Cette semaine encore, les premiers ministres des provinces sont partis quêter plus d’argent du gouvernement fédéral. Cette fois, c’est pour l’éducation collégiale et universitaire. La fois d’avant, c’était pour la santé. La prochaine fois, ce sera pour les garderies. C’est devenu un rituel tellement ennuyeux et prévisible qu’il se déroule maintenant dans une indifférence à peu près complète.
Les premiers ministres des provinces n’ont évidemment guère le choix.

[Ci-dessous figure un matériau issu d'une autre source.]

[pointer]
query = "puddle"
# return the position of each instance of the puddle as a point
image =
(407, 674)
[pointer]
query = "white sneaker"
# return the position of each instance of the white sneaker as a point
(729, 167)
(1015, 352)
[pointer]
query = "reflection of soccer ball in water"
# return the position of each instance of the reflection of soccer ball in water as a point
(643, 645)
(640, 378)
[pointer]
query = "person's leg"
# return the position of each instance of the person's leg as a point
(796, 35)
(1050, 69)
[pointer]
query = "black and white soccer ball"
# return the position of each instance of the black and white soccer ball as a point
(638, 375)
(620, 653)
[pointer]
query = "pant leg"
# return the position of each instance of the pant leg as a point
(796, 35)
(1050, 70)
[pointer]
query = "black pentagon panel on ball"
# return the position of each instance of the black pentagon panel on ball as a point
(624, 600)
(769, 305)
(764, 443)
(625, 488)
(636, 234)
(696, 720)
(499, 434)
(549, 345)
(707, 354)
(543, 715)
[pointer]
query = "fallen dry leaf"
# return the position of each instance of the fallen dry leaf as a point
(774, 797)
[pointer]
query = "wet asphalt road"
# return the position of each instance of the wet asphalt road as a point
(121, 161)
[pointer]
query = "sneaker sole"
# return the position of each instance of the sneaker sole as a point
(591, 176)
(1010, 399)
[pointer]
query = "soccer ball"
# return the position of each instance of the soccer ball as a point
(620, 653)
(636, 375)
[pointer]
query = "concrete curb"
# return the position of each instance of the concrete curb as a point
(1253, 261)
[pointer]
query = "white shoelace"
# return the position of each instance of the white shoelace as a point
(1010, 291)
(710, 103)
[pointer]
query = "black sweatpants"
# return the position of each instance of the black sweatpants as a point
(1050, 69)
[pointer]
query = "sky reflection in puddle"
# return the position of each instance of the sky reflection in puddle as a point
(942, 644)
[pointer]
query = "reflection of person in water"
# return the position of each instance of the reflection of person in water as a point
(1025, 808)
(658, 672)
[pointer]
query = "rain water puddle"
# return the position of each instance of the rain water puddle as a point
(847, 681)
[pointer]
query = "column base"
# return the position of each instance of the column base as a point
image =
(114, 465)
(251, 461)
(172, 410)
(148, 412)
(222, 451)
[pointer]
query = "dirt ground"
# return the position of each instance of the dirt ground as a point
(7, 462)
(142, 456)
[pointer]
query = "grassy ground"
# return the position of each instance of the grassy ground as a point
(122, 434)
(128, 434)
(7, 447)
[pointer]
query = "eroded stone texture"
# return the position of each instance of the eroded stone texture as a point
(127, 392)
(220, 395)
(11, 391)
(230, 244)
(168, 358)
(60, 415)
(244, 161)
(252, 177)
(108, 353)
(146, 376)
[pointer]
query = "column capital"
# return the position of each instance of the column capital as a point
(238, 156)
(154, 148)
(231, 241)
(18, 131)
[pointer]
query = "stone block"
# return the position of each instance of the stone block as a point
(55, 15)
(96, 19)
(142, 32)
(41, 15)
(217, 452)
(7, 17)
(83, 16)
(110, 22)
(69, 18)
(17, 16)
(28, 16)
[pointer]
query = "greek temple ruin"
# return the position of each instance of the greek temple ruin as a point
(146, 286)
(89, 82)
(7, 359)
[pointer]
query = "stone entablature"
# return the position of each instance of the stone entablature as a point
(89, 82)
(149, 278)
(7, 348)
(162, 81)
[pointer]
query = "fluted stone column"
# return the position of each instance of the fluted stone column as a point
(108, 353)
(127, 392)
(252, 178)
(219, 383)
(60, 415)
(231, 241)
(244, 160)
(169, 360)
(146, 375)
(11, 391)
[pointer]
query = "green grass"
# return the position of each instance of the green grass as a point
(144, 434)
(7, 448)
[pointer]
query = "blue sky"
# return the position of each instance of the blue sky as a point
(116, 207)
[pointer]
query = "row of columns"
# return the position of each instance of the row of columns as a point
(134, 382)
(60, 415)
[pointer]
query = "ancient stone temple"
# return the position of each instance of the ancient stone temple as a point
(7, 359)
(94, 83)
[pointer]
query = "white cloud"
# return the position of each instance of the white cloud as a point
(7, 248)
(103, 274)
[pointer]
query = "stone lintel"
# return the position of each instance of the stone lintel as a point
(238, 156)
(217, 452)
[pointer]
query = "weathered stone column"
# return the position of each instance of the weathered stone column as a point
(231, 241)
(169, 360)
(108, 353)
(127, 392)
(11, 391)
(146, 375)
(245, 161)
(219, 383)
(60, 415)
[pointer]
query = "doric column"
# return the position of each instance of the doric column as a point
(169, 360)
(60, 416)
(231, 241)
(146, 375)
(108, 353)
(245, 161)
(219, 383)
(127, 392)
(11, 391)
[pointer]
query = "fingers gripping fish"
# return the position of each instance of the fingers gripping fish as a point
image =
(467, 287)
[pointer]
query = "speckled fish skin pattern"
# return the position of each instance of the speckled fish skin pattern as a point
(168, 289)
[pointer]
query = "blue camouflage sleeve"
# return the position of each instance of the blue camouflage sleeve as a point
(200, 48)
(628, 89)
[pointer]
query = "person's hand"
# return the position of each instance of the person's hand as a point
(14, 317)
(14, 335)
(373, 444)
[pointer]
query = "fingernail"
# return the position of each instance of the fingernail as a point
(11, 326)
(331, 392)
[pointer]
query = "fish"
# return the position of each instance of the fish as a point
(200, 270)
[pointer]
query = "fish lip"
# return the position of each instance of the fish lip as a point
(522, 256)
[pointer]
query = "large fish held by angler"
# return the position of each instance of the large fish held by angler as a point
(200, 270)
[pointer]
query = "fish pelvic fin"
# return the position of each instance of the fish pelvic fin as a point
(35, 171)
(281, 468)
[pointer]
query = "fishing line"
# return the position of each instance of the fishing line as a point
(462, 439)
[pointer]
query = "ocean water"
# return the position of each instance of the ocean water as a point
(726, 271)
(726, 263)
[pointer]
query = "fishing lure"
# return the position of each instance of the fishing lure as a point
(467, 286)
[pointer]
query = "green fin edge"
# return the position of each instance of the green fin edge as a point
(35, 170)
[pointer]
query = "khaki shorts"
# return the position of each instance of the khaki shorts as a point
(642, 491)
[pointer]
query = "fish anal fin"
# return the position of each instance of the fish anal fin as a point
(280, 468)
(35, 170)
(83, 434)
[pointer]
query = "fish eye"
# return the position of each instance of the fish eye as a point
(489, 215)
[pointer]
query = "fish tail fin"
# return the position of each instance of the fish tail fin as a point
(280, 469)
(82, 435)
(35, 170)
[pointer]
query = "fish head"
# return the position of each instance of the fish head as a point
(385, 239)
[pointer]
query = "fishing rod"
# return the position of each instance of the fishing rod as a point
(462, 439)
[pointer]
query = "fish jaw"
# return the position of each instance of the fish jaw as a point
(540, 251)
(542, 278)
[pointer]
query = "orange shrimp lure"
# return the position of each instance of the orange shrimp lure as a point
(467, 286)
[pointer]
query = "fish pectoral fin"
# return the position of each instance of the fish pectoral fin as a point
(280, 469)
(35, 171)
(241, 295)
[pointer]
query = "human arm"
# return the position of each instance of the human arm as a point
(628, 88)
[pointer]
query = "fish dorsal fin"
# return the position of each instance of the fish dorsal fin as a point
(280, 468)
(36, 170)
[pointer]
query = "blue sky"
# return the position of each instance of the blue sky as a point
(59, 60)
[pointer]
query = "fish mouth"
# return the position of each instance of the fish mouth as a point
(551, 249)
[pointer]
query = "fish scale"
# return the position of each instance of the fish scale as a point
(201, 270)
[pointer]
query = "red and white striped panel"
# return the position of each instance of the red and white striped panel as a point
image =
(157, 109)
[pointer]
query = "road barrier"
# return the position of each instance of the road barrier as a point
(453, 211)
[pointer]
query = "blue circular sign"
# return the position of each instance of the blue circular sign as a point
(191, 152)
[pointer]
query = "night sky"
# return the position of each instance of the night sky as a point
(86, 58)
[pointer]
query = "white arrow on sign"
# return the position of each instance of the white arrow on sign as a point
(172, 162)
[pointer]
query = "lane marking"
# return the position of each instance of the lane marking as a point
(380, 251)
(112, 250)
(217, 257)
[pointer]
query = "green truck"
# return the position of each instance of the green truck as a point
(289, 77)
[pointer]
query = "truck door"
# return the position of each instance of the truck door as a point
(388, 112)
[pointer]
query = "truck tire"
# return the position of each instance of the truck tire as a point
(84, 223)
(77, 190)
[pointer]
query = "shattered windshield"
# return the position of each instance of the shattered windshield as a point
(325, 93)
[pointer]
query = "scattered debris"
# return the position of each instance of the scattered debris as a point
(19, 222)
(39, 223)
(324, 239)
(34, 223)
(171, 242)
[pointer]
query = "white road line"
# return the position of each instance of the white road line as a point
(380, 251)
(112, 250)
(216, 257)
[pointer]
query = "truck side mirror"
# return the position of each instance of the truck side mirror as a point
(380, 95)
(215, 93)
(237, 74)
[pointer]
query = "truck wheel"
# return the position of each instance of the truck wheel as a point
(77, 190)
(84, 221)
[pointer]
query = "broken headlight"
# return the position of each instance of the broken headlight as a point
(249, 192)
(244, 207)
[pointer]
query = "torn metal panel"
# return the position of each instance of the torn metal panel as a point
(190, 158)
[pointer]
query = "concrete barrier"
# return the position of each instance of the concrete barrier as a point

Ils demandent simplement qu’on leur redonne l’argent qu’on leur a enlevé pour qu’ils assument les responsabilités que la constitution canadienne leur a confiées. Ils sont un peu comme un adulte d’âge légal pour conduire, mais qui n’a pas d’argent pour l’essence et doit demander les clefs à son père. Nous y sommes tellement habitués qu’on ne voit plus ce que cela a d’absurde. Quant aux pauvres recteurs de nos universités, il y a longtemps que l’argent n’a plus d’odeur pour eux.
Cette situation n’est pas le fruit du hasard, mais d’un plan délibéré du gouvernement central pour transformer les gouvernements des provinces en grosses municipalités. Ottawa a d’abord éliminé son déficit en coupant le robinet aux provinces, mais sans baisser vos impôts, de façon à accumuler de monstrueux surplus. Une fois les provinces au bord de l’asphyxie, Ottawa leur redonne ensuite un tout petit peu d’air, mais en leur imposant dorénavant ses conditions. Mais nous sommes si polis et bien élevés dans ce pays qu’on vous regarde avec des gros yeux si vous utilisez le mot qui convient : chantage.
Si les provinces protestent un petit peu trop, on appuie de nouveau sur le tuyau d’oxygène et on dira qu’elles cherchent la chicane au lieu de collaborer. Au lieu de s’en scandaliser, les Canadiens ont trouvé que tout cela faisait de Paul Martin un ministre des Finances tellement formidable qu’il a eu ensuite la chance de devenir l’un des pires premiers ministres de l’histoire du Canada.
L’actuel gouvernement du Québec, lui, n’a aucun rapport de force puisque tous savent qu’il ne fera jamais de grosse colère. Où pourrait-il aller de toute façon ? Dans le Canada d’aujourd’hui, il n’y a que trois atouts dans le jeu des provinces qui peuvent un peu faire réfléchir Ottawa : la taille de l’Ontario, la richesse de l’Alberta et la menace souverainiste au Québec. Si vous n’avez rien de cela, Ottawa vous traite comme un élément décoratif.
La prochaine tempête
Cela ne veut pas dire que monsieur Charest n’obtiendra rien. On lui donnera juste ce qu’il faut pour qu’il ait une chance raisonnable de gagner les prochaines élections. Il a donc compris qu’être trop gourmand ne le sert pas. Voilà pourquoi il tempère les ardeurs de ceux qui le pressent de hausser le ton. À l’entendre, tout se règlera un pas à la fois. La vie est pleine d’ironies : monsieur Charest est devenu étapiste.
À bien y penser, c’est l’Alberta qui est peut-être la clef du déblocage. Véritable émirat arabe, elle a des surplus qui équivalent à peu près à ceux de toutes les autres provinces réunies. Elle a les moyens, si elle le veut, de se payer des programmes sociaux qui feront fantasmer les autres provinces, d’attirer à elle les meilleurs cerveaux du Canada, de se foutre des punitions d’Ottawa si elle voulait ouvrir toutes grandes les portes au secteur privé dans la santé. Bref, l’Alberta a les moyens de complètement déséquilibrer le Canada. Pendant combien de temps va-t-elle encore accepter de payer tellement plus que ce qu’elle reçoit ? À moins qu’Ottawa et les autres provinces ne soient tentés de vouloir la forcer à partager sa richesse. Dans le Canada de demain, les nids de guêpes ne seront plus seulement au Québec.